Not sure what the overhead for an RPC call in C#/Unity3D framework is - anyone have some metrics?
UDP costs are constant, i’m not worried about the constant overhead incurred from the transport layer, more about how to reduce my overhead a bit and more importantly, finding a way to optimize when I send data over. Following your example, I should be able to get way down on network traffic, if we assume the 20 sends per second and bringing the angle down to a byte there’s ~580 Bps - i’m also just rotating on the y-axis so that’s similar. I’m not sending movement for horiz/vert every pulse (or 20 times per second), instead my approach is to send delta’s so that only when the movement changes do we send any information at all.
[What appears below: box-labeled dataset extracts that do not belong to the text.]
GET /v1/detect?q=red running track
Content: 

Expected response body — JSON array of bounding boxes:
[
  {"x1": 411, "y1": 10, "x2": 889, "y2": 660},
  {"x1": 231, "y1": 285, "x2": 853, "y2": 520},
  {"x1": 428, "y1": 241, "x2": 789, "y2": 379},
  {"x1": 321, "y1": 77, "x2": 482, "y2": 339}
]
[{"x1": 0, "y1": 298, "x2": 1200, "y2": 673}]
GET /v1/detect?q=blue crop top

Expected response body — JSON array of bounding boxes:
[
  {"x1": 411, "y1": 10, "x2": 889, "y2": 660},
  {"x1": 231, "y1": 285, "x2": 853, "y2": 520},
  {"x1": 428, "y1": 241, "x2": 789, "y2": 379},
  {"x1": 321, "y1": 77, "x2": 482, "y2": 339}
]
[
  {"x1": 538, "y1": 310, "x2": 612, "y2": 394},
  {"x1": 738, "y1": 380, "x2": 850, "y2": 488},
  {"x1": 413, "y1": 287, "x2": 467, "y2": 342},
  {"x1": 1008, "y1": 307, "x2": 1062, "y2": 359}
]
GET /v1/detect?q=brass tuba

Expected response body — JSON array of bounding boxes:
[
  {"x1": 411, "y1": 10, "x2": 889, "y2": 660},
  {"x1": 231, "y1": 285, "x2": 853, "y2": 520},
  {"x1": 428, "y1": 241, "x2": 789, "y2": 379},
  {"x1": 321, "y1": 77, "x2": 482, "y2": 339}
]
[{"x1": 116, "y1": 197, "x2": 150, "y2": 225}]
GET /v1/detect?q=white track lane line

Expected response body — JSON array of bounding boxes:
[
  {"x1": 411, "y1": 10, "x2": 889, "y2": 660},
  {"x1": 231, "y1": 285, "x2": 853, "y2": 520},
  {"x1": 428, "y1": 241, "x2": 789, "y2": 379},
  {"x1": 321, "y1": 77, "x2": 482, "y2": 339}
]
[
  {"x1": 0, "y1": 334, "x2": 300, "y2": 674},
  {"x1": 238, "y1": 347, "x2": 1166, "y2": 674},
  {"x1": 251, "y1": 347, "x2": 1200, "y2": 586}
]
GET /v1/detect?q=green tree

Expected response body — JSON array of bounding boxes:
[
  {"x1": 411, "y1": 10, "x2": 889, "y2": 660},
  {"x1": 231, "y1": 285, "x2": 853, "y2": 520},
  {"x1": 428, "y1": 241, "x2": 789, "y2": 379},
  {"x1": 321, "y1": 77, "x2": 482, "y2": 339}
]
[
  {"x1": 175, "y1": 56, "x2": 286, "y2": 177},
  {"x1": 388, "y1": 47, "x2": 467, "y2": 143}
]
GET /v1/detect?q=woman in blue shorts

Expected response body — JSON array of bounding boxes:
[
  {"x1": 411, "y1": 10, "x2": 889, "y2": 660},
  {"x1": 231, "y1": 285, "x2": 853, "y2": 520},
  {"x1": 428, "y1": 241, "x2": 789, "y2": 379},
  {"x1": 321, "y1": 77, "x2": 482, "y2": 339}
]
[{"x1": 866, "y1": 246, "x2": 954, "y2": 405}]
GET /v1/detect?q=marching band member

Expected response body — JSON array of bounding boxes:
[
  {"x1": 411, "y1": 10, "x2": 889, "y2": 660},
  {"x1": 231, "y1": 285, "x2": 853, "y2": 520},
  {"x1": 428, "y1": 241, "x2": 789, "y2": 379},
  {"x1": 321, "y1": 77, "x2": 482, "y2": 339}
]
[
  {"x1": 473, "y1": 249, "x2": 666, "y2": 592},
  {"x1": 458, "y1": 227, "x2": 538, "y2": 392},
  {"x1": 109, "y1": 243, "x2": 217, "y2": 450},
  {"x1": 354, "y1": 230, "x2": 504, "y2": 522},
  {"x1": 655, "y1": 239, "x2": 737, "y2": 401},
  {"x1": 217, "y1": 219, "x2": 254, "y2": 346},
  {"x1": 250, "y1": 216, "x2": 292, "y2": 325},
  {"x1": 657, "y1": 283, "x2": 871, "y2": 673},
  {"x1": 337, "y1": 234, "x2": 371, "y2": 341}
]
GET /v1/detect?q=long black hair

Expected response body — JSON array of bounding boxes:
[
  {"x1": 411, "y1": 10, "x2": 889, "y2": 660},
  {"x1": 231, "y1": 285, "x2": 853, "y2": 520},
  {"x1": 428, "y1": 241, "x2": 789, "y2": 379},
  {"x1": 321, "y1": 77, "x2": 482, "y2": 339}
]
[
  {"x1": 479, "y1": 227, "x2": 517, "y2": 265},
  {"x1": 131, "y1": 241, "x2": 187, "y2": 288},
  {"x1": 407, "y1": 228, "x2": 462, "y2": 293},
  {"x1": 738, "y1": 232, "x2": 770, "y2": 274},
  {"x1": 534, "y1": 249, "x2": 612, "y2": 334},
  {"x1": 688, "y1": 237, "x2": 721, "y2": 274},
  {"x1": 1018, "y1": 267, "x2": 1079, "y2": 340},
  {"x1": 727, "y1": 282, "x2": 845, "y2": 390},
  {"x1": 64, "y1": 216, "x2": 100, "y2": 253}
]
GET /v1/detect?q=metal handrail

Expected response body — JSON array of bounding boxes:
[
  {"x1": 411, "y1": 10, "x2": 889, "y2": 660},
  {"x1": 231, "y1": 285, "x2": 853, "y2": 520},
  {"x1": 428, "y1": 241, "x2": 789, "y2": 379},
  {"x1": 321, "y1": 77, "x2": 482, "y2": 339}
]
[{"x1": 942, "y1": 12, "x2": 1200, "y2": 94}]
So typically I’m seeing ~1 send every 1-2s, or to put in terms of kbps, 16+28=44 Bps (assuming once per second).
One thing I’m curious about, it sounds like you’re using a udp library or c# networking primitives - is that what you mean instead of using an RPC? Or are you using a network view that observes a script to do this?
Cool, just sending over a new state every 20 frames made a huge difference, with some ‘slerping’ on the client side to smooth things out it looks pretty good network usage wise, tiny grab of net stats while running the game here: http://grab.by/aYfz . Guessing I could really slim that down going to raw udp library or something like that, but this seems pretty reasonable to me - captures full movement (network view sync’d PC) + y-axis rotations via RPC.
One thing that makes me a bit sad regarding Unity3D’s approach to OnSerializeView() is that it doesn’t seem to support bi-directional communication? Is there a way to enable this or does it always just assign owner as “writer” and clients as “readers”? Failing that, is there a way to get a raw socket stream just using unity3d/raknet to allow the clients to push data (i.e. networkView.GetStream().Write( … ) )?
Anyhow, thanks for the feedback all - looks WAY more reasonable on bandwidth usage now :)!
Ah, yes that is a bit less, even though peaking at 3500 bytes is quite a lot.
Depending on implementation the overhead is probably something around 4-30 bytes, a bit depending on if they send RPCs as strings or identifier.
Well, yes it’s constant. But it’s a lot more expensive to send 120 packages per second containing 4 bytes of data, then to group them up into clumps of three and send 40 packages per second of 12 bytes.
This is a very fragile approach, since lag is not constant this will cause your character to end up in different positions on the server and on the client, eventually.
I’ve built my own network server on-top of the UDP stack in .NET
Sending state on frame-based intervals will not work, what if my FPS drops to 5, it will take me 4 seconds to get a new state sent. You need to send it based on time.
I think this is how unitys networking is built, it’s simple and not suitable for everyone, live with it or drop it
Frame rate isn’t something I’ll be sticking with, just makes for an easy way to test changes to my send rate in a closed environment.
Since UDP is constant and for a given scenario i’m comparing apples to apples (i.e. i’m not comparing 7 byte payload over 10 sends per second vs 9 byte payload over 30 sends per second). Which means in the context of comparing different approaches UDP overhead is something to factor out of the equation.
I may do likewise in building a server, but so far things seem to be ok working around unitys framework. I can live with that, my last block of text was simply a question in case there are some aspects to the networking api in unity i’m missing. Going to tough it out with unity networking here for this first game and evaluate from there, i’m definitely leaning towards a homebrew udp server approach here myself though lol.